Параметры нашего комплекта связаны только лишь с применением уже производящейся резины - но он полностью соответствует параметрам оригинала.
Добавлю, что при собственноручных обмерах колес наших производителей выяснилось, что габариты отличаются в меньшую сторону от типоразмера на шинах примерно на 20-40 мм.

----------


## EQUIP

> 2EQUIP: А где нибудь можно посмотреть, что Вы выпускаете вообще?  Для 1/72..


Наиболее полный каталог представлен на http://www.aerotechnics.ru/Catalog.aspx

----------


## An-Z

спасибо!

----------


## EQUIP

В связи с тем, что картинка Ан-26 ушла из копилки ДиШа, выкладываю вновь.

----------


## Александр Щербаков

Здравствуйте! Давненько ищу эти колёсики. Ан-26 никак из-за них не закончу. В плане Ан-24. Подскажите пожалуйста, как можно оформить заказ чтобы получить его по почте. Где узнать цену?
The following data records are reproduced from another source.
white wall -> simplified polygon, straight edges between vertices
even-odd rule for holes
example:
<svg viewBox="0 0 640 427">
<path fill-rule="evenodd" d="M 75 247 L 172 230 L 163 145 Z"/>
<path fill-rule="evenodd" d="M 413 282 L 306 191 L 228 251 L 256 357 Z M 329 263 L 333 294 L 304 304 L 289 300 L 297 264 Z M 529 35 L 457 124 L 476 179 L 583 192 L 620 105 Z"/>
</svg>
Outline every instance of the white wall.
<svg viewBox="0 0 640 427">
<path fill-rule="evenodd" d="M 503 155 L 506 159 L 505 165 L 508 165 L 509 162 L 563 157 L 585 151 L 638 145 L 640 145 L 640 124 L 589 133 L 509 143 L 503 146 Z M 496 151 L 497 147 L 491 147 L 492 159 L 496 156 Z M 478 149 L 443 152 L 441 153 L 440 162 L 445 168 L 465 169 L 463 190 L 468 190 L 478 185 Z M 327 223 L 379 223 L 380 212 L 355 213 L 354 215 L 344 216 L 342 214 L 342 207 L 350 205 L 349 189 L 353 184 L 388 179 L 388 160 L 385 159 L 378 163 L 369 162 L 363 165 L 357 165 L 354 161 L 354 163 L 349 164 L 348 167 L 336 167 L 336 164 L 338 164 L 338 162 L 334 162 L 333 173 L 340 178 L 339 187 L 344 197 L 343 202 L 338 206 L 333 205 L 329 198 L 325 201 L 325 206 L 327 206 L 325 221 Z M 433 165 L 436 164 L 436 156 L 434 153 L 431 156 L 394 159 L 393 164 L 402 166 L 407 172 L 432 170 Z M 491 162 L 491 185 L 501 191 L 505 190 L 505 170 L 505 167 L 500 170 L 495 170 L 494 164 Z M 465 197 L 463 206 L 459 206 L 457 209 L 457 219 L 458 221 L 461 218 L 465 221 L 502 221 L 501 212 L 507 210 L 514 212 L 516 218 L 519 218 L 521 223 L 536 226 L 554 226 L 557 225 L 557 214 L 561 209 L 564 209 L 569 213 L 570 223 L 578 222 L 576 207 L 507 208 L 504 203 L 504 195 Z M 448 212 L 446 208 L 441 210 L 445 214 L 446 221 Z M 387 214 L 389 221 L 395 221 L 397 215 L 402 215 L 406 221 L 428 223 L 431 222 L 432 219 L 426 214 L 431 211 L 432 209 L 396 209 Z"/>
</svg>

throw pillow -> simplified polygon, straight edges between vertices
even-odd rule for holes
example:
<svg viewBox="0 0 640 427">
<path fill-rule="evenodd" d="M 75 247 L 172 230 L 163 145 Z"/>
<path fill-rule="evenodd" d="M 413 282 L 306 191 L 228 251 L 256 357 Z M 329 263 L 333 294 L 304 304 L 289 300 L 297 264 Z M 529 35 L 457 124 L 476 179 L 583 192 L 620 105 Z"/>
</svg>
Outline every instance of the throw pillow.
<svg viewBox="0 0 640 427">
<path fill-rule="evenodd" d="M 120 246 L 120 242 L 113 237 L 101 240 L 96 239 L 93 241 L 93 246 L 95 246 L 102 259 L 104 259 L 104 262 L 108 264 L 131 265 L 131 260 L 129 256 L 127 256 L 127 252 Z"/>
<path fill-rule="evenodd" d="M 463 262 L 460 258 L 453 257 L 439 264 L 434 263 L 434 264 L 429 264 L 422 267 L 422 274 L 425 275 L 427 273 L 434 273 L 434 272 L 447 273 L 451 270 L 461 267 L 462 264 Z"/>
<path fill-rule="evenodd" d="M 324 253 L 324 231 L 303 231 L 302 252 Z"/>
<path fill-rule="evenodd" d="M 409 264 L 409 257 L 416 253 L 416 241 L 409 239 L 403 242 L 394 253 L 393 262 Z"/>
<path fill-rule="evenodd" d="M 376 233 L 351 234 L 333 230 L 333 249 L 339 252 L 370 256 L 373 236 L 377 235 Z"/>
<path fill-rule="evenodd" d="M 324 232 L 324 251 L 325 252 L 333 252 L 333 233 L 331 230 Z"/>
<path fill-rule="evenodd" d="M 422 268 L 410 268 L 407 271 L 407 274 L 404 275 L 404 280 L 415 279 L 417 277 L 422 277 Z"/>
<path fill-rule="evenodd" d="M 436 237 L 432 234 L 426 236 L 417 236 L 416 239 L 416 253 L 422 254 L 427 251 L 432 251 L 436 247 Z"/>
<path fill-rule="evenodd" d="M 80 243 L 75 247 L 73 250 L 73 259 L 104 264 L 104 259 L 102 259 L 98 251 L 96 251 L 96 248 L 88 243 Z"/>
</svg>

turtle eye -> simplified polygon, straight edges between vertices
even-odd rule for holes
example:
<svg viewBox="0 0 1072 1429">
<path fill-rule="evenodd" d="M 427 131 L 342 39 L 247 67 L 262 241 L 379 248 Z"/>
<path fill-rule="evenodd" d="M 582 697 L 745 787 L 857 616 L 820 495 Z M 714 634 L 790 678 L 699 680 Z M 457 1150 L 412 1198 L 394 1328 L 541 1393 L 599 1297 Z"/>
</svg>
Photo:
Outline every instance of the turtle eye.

Куда делать перевод???? А может кто в Саратове часто бывает???

----------


## EQUIP

Приветствую!
Написал в личку.
С уважением,
Андрей

----------


## Scale-Master

> Приветствую!
> Написал в личку.
> С уважением,
> Андрей


А сайт или каталоги у вас есть? Интересует ваша продукция.

----------


## EQUIP

> А сайт или каталоги у вас есть? Интересует ваша продукция.


equip-page@mail.ru

----------


## exo

А на Ан-12 в 1:72 колеса не выпускаете?

----------


## EQUIP

> А на Ан-12 в 1:72 колеса не выпускаете?


Приветствую!
Специально не разрабатывался.
Есть подбор из существующих дисков, достаточно приближенный к необходимому по виду и правильный по размеру.Но протектор продольный, естественно.

----------


## fsl

Да а ходили очень упорные слухи что Вы сделали под Роден :Biggrin: вот и верь после этого людям :Frown:

----------


## EQUIP

> Да а ходили очень упорные слухи что Вы сделали под Роденвот и верь после этого людям


Приветствую!
Про него, наверное, и говорили.
Вполне приличный комплект с точки зрения точности. Лажу я бы не предлагал.
А шашечку для него в этом масштабе считаю не актуальной и трудно воспроизводимой.

----------


## fsl

> Приветствую!
> Про него, наверное, и говорили.
> Вполне приличный комплект с точки зрения точности. Лажу я бы не предлагал.
> А шашечку для него в этом масштабе считаю не актуальной и трудно воспроизводимой.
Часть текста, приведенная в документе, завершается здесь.